After Craenmehr’s death, plaintiffs filed a lawsuit against SXSW Holdings Inc., SXSW LLC, Transportation Design Consultants and the city of Austin for the alleged failure to design and create a safe traffic control pattern to secure the protection for SXSW pedestrians and cyclists during the record-setting attendance of more than 100,000 people, where allegedly intoxicated Rashad Owens failed to see closed street sign and drive into the festival zone, the brief states.

In 2015, SXSW and the Transportation Consultant defendants filed separate motions to dismiss the plaintiffs’ claims that were countered by the plaintiffs' second amended complaint in 2016.

However, the U.S. District Court for the Western District of Texas found favor with the both defendants’ motions to dismiss, ruling Owens actions were not predictable releasing the defendants from any possible blame, specifically due to the plaintiffs’ failure to find a specific violation in any traffic ordinance at the festival, which takes place throughout Austin at more than 100 separate venues including churches, hotels, festival centers and bars.

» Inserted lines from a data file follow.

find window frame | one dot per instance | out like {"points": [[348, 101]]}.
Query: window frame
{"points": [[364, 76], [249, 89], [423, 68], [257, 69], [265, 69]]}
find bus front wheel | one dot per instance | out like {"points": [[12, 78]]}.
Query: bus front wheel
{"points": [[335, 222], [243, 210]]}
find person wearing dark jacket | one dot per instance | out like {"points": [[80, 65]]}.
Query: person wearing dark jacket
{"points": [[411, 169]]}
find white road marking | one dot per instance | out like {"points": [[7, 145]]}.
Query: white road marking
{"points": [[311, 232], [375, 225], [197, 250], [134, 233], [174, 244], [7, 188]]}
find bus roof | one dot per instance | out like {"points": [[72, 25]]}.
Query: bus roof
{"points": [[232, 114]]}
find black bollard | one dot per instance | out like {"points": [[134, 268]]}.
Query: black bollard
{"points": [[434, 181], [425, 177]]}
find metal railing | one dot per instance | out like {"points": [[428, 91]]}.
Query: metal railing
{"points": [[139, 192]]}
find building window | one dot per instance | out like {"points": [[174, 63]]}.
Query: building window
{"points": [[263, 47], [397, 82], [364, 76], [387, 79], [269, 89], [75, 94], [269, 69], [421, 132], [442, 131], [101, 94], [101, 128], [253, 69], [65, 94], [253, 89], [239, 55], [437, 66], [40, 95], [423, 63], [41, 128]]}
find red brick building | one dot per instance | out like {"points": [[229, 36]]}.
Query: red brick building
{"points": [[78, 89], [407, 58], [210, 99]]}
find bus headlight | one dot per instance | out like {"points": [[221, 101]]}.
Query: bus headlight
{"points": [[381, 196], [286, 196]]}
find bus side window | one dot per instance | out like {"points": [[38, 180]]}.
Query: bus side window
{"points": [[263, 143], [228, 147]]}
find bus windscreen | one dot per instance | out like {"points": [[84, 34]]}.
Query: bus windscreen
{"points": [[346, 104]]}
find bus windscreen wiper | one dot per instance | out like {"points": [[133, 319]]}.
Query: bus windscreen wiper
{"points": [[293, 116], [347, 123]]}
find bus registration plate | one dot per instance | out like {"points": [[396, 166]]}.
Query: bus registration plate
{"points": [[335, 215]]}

That is when the plaintiffs filed their third amended complaint, this time arguing the City of Austin was negligent and liable for Craenmehr’s death. The City of Austin followed with its own motion to dismiss, and by 2017, the District Court granted the City of Austin’s motion to dismiss the plaintiffs’ complaint, also ruling Owens actions were not predictable.  

The 5th Circuit is asked “scrutinize” the pleadings prudently.

“This court should conclude that such an event was indeed foreseeable, perhaps even probable, and reverse the district court,” according to the Nov. 29 brief.  “A jury should decide whether defendants took reasonable steps to protect the festival-goers such as Craenmehr after luring them into the streets of Austin.”